Primus Gravity II Stove Review

Santa and his Elves were kind enough to stuff £25 of Cotswolds vouchers in my stocking this Yuletide so I popped straight down to their Boucher Road store and bought a £55 stove – maths was never my strong point.

I have a collection of stoves that are all awesome but none of which exactly fit my specification. The Mini and 27L Trangias are excellent but can’t boil water in a titanium cup directly as it can’t sit ontop of the burner. The Vango Compact is lightweight and simple but unstable in wind and the Jetboil is by far the best solution for boiling water but utterly useless if you want to fry a sausage.

Primus Gravity 2 with Windshield

So what I really needed was a floor sitting stove with pot arms that come in far enough that they can support a cup and the Primus Gravity II fitted the bill nicely. It comes in both multifuel and gas models at around £60 and £90 respectively. Since I have never been a fan of multifuel as I think they’re noisy and overkill for Northern Ireland I plumped for the gas version.

It weighs 269g without windshield and gas and will boil 1L water in roughly 3 minutes. Its immediate drawback was that  when folded it wouldn’t fit inside my Tibetan titanium pots meaning I would need to carry it separately. This in its self isn’t that big a problem but a stove inside a pot wont get bent or damaged whereas one stored in a bag eventually most probably will.

Primus Gravity 2 with Tibetan Pot

A quick test in the living room (no it wont burn the wood floor, trust me) showed it was simple to setup, quick to light with the piezo electric ignighter and super easy to adjust the power with the valve ontop of the gas canister.

Within a few days we were off to the Mournes for a day hike and I was able to give it a first proper test with the hikers favourite, Super Noodles. Perched ontop of Cock Mountain I found a flat rock, setup the stove with windshield surround and base and in no time at all the water was boiling and the noodles were opened. Due to a culinary clerical error I added a bit much water meaning I had to boil them for much longer than usual so I couldn’t really honestly gauge the time it took but judging from past experience it was plenty fast and again, I was impressed with the ease I could control the temperature having the valve so accesible.

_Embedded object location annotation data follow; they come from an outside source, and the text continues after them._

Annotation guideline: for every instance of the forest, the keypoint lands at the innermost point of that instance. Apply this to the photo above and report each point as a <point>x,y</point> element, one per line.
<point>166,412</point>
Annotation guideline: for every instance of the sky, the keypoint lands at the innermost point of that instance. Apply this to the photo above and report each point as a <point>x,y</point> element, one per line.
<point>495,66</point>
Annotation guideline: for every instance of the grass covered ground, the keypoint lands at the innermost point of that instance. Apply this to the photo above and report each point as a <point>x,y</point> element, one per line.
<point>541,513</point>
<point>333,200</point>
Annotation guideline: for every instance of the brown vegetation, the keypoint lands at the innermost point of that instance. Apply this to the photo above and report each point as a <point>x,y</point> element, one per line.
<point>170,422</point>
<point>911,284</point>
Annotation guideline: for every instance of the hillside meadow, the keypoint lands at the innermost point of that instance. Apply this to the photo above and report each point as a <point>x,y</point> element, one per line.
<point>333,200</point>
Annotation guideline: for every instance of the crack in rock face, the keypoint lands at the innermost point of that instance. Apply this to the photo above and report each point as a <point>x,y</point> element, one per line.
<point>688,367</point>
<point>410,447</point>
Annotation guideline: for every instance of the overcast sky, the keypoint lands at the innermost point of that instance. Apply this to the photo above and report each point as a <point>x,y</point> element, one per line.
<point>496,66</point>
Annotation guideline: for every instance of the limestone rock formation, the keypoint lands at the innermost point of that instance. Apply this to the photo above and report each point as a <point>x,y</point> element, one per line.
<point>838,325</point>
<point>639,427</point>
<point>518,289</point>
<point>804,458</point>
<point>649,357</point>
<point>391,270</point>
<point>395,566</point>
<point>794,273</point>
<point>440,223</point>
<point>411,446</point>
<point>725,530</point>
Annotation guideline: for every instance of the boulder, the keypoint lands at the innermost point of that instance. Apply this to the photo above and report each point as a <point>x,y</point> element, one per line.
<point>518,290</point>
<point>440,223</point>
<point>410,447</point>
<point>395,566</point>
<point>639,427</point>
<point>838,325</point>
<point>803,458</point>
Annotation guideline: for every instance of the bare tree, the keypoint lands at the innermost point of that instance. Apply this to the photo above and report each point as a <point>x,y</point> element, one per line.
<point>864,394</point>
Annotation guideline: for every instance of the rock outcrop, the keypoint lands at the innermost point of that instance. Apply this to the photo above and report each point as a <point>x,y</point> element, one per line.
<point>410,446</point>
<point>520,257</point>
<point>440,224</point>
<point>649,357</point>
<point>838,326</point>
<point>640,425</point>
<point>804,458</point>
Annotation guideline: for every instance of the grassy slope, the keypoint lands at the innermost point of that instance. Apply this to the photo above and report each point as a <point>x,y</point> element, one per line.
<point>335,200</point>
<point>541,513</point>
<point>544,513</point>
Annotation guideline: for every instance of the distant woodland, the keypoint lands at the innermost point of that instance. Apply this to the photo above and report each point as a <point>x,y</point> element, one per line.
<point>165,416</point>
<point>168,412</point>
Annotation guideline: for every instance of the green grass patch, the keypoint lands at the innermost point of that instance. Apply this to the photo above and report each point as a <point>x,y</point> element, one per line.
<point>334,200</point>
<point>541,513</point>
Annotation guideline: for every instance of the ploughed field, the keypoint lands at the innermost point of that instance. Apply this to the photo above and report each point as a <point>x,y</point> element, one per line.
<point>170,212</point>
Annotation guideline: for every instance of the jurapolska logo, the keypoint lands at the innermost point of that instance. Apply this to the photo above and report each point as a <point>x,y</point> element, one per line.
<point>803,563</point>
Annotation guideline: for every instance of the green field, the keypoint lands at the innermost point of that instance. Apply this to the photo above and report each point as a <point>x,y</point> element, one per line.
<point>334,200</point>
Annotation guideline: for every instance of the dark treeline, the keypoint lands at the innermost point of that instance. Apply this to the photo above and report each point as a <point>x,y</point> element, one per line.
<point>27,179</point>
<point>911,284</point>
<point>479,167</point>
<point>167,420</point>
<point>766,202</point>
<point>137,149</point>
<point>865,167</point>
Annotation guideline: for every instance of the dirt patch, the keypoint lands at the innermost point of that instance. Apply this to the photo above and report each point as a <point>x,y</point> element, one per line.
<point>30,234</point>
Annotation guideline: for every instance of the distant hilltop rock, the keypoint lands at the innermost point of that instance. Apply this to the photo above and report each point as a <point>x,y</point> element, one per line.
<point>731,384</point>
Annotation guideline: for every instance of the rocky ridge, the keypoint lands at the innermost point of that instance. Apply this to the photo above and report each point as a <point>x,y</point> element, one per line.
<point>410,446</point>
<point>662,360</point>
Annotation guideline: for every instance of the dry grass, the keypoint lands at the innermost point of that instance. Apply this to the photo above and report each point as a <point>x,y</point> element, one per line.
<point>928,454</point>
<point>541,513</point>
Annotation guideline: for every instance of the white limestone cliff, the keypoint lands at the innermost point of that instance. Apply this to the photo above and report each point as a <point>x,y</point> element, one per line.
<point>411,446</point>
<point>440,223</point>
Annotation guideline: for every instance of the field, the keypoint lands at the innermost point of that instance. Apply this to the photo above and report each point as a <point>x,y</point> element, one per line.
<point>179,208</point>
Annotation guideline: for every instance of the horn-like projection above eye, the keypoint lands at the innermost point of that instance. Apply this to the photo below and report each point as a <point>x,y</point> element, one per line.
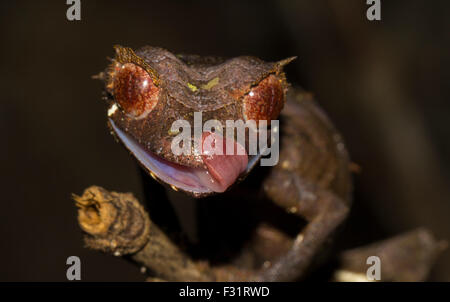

Primus Gravity 2 with Titanium Cup

With lunch made it was time for the second test – boiling water in a titanium cup. I like to be able to make coffee after eating without having to clean pots or carry a kettle so heating water in the cup you intend to drink from is really useful. I did manage to heat water in the cup but it took much longer than expected. I’m not sure why but it could be because the burner head is a bit wide for the cup so heat might not transfer so readily.

Primus Gravity 2

To sum up, as with all gear, one outing is never enough but my initial thoughts are that it’s an excellent stove. Problems efficiently boiling water directly in a cup and the stove not fitting inside a pot for transport are the only issues I have, both of which I can live with. The last thing to consider is although this is a great stove, is it worth the 200g extra over the Vango Compact when not cooking a complex meal. As ever, no stove can be called “tested” until it’s cooked haggis on a peak so I’ll report back.

The numbers (g):

Stove 269
Bag 32
Undershield 21
Windshield 55
Total 378
Gas 190



 

This entry was posted in Gear Reviews.

2 Responses to Primus Gravity II Stove Review

  1. craig says:

    Try the windshield a lot tighter! I had a gravity for years and those notched corners allow the pot-lifter handle access. I would have the pipe coming out through a little gap here, but the shield would be as near as joined. With the gas cartridge being separate there is no worry about too much heat reflection – use it all. Flame always burned blue so I presume it still got enough oxygen.
    Fantastically stable, simmerable stove. Enjoy.

  2. Zeaphod says:

    Roger on the windshield fit – it traps more heat from the burner. I’ve used a MSR Windpro for a few years, keeping the (very similar) windshield tight around the pot makes quite a difference.